Try   HackMD

Most of this content has been copied from the chpc wiki page, Software Carpentries lesson on HPC, and Epcced tutorial on HPC.

High Performance Computing

Table of Contents

A few words about High Performance Computing - HPC

Frequently, research problems that use computing can outgrow the capabilities of the desktop or laptop computer where they started:

  • A statistics student wants to cross-validate a model. This involves running the model 1000 times – but each run takes an hour. Running the model on a laptop will take over a month! In this research problem, final results are calculated after all 1000 models have run, but typically only one model is run at a time (in serial) on the laptop. Since each of the 1000 runs is independent of all others, and given enough computers, it’s theoretically possible to run them all at once (in parallel).
  • A genomics researcher has been using small datasets of sequence data, but soon will be receiving a new type of sequencing data that is 10 times as large. It’s already challenging to open the datasets on a computer – analyzing these larger datasets will probably crash it. In this research problem, the calculations required might be impossible to parallelize, but a computer with more memory would be required to analyze the much larger future data set.
  • An engineer is using a fluid dynamics package that has an option to run in parallel. So far, this option was not used on a desktop. In going from 2D to 3D simulations, the simulation time has more than tripled. It might be useful to take advantage of that option or feature. In this research problem, the calculations in each region of the simulation are largely independent of calculations in other regions of the simulation. It’s possible to run each region’s calculations simultaneously (in parallel), communicate selected results to adjacent regions as needed, and repeat the calculations to converge on a final set of results. In moving from a 2D to a 3D model, both the amount of data and the amount of calculations increases greatly, and it’s theoretically possible to distribute the calculations across multiple computers communicating over a shared network.

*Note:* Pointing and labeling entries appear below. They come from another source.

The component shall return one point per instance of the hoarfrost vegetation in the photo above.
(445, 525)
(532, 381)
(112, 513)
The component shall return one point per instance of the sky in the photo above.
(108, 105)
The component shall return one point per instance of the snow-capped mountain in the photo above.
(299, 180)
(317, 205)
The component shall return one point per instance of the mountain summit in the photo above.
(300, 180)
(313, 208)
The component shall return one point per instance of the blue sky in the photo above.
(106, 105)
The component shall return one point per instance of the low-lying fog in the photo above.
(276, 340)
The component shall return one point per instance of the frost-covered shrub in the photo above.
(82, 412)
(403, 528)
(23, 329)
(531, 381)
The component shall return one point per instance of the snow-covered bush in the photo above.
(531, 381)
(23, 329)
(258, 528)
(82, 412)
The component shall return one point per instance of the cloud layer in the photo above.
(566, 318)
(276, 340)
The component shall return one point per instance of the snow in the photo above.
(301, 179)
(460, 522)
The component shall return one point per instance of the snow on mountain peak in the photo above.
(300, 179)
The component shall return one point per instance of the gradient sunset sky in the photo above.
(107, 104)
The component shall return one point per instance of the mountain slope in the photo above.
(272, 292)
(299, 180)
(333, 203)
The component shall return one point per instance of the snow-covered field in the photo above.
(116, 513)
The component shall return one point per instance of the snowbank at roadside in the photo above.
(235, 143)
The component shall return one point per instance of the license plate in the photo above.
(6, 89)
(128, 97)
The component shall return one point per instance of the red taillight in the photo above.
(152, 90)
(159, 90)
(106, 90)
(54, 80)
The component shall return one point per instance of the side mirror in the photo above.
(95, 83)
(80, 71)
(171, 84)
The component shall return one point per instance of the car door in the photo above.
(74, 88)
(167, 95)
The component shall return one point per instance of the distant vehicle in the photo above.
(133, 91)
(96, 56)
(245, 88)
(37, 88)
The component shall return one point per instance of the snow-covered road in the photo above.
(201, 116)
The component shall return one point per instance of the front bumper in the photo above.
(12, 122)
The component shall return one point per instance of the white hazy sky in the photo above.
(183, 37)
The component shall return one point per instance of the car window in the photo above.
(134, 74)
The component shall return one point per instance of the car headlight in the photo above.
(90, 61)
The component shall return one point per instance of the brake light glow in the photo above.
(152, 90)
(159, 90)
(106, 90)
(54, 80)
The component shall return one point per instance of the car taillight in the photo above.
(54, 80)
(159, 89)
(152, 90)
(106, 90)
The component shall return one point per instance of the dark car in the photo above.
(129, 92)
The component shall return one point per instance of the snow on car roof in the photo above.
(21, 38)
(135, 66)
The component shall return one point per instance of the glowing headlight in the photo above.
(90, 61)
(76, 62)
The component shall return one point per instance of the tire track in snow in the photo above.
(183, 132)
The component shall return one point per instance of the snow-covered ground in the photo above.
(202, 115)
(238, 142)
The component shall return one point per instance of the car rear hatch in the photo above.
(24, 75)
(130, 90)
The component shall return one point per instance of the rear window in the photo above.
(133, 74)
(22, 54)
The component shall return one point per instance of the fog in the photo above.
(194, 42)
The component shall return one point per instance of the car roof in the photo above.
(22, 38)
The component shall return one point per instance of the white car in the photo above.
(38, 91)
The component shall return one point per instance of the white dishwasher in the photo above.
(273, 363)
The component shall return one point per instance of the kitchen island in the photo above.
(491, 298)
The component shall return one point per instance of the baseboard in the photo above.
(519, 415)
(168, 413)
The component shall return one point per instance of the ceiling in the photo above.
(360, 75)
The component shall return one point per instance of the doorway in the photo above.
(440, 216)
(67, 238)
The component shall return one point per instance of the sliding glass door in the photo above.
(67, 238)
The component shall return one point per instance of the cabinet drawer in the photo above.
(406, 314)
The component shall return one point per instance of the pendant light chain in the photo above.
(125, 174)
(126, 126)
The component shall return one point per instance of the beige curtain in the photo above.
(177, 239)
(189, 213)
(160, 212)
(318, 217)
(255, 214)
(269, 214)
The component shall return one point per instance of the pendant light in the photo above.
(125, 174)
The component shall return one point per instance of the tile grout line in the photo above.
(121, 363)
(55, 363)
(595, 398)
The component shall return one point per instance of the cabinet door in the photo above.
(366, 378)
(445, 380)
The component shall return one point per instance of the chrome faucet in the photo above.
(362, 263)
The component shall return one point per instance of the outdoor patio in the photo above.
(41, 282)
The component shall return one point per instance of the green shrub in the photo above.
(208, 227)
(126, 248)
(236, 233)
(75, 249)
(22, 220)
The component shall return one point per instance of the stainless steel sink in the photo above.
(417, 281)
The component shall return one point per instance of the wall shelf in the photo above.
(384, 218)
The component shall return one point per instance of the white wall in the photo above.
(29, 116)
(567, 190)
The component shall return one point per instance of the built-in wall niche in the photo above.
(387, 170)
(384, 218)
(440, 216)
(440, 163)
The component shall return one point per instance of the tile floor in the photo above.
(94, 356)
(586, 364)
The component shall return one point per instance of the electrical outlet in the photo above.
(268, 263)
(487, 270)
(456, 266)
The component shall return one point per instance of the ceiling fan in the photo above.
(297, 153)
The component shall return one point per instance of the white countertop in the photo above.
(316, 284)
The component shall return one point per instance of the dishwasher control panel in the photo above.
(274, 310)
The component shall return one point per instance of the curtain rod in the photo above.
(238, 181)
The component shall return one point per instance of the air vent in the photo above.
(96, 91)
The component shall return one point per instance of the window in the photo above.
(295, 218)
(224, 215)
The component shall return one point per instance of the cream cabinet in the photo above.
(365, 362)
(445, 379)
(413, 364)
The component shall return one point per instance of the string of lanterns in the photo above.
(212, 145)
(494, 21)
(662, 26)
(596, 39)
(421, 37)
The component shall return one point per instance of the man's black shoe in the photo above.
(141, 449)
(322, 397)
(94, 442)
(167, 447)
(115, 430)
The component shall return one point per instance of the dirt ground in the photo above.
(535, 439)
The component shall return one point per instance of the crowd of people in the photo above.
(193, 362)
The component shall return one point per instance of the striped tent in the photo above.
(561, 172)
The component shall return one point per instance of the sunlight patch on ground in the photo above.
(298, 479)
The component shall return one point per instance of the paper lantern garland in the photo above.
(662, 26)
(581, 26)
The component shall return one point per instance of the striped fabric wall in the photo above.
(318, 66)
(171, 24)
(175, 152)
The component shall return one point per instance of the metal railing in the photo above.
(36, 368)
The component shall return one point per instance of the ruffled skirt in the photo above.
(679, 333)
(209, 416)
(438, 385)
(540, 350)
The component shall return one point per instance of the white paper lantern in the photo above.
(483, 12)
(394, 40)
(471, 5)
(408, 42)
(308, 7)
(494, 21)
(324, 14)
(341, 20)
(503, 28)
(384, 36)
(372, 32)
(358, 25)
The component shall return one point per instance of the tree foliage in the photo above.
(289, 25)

In all these cases, access to more (and larger) computers is needed. Those computers should be usable at the same time, solving many researchers’ problems in parallel.

What is HPC?

The words “cloud”, “cluster”, and “high-performance computing” are used a lot in different contexts and with varying degrees of correctness. So what do they mean exactly? And more importantly, how do we use them for our work?

The cloud is a generic term commonly used to refer to remote computing resources of any kind – that is, any computers that you use but are not right in front of you. Cloud can refer to machines serving websites, providing shared storage, providing webservices (such as e-mail or social media platforms), as well as more traditional “compute” resources. An HPC system on the other hand, is a term used to describe a network of computers. The computers in a cluster typically share a common purpose, and are used to accomplish tasks that might otherwise be too big for any one computer.

  • The cluster can serve to offload code execution from your laptop/workstation
    • code that runs too long or needs too much memory or disk space
  • clusters are particularly useful for executing parallel code
    • on one compute node
    • on multiple compute nodes at once

📝 Note on speed of execution:

  • the compute nodes have similar architecture to your desktop
  • they are not much faster
  • the main advantage of cluster computing lies in parallel code execution

Accessing the remote system

The first step in using a cluster is to establish a connection from our laptop to the cluster. When we are sitting at a computer (or standing, or holding it in our hands or on our wrists), we have come to expect a visual display with icons, widgets, and perhaps some windows or applications: a graphical user interface, or GUI. Since computer clusters are remote resources that we connect to over slow or intermittent interfaces (WiFi and VPNs especially), it is more practical to use a command-line interface, or CLI, to send commands as plain-text. If a command returns output, it is printed as plain text as well. The commands we run today will not open a window to show graphical results.

If you have ever opened the Windows Command Prompt or macOS Terminal, you have seen a CLI. If you have already taken The Carpentries’ courses on the UNIX Shell or Version Control, you have used the CLI on your local machine extensively. The only leap to be made here is to open a CLI on a remote machine, while taking some precautions so that other folks on the network can’t see (or change) the commands you’re running or the results the remote machine sends back. We will use the Secure SHell protocol (or SSH) to open an encrypted network connection between two machines, allowing you to send & receive text and data without having to worry about prying eyes.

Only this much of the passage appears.